I recommend any and all of his films if you're not familiar. Personal favorites: Stroszek, Fitzcarraldo, Agurrie, the Wrath of God.

Rad.


The Hudson, The Acheron; The East River, The River Styx

Currently I'm reading Dante's Inferno. It's been difficult. I do 99% of all my reading on the train to and from work, and, considering all the distractions that the New York City subway beholds, a 13th-Century Italian Epic Poem about a journey into Hell is tough. However, there's something fitting about, blasting drone metal and diving into the outer-circles of the Netherworld while, in reality, am in small quarters with lunatics, crackheads, prostitutes, break-dancers, subway car preachers, and bums. Everyday is a wonderful mobile freakshow, riding on the rails of the subterranean serpent, slithering beneath the most populated 22-square-miles in the world. Humoring myself, I imagine that newfound modern political-correctness has lifted the segregation of the lustful and the glutinous, the violent and the fraudulent. We all live, stacked on top of one other, co-mingling at intimate distance, trying to pretend that one another doesn't exist.


Other news in google-searching "Dante's Inferno," I found there is video game coming out, loosely based on the story.

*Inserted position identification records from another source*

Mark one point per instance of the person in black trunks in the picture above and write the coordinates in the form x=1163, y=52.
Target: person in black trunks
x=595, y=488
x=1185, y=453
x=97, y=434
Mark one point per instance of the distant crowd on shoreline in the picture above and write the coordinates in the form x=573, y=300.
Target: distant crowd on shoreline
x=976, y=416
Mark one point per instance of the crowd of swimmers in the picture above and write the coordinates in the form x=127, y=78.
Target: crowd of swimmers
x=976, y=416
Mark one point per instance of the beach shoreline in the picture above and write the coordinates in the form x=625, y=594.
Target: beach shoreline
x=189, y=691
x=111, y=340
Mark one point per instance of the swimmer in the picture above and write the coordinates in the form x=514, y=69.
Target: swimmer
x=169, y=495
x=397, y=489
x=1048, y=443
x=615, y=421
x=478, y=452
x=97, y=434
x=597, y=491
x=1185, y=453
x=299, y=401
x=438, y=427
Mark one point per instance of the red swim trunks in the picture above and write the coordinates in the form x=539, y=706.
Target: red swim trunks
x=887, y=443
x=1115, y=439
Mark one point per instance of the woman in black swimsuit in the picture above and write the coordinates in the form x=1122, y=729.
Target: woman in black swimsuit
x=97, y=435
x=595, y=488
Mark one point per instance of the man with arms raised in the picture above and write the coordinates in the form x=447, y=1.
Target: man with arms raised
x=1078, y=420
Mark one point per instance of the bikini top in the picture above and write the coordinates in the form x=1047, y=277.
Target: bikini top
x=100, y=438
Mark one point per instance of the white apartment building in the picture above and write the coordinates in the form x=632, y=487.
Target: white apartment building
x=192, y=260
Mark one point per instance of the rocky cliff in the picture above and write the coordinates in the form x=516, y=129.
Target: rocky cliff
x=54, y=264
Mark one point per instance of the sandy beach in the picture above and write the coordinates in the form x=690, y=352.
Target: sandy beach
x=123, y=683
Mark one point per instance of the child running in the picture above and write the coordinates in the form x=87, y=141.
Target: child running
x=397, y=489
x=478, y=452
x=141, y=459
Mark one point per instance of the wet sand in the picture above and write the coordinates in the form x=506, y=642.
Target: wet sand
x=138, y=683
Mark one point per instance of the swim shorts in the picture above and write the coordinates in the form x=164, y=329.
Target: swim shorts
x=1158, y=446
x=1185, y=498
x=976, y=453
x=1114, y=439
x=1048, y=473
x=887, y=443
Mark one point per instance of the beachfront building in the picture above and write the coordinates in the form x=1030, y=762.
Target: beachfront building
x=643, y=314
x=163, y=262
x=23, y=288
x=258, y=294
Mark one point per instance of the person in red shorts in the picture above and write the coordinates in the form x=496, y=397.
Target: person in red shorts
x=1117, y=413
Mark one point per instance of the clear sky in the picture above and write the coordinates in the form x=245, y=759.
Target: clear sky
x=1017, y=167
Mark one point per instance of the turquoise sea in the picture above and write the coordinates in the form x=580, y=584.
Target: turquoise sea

Looks creepy and awesome.


























The Daily Commute

Thursday, September 24, 2009

Mission Statement

I have no clear purpose in creating this blog. It will be an unaimed, confused hodgepodge of personal interest--my personal interest. It will be things I think are interesting, clever, funny and all together radical. It is my attempt to flex my brain to come up with content.

So set your bookmarks to "stun," because this is going to be the most mind-blowing shit since The Butterfly Effect.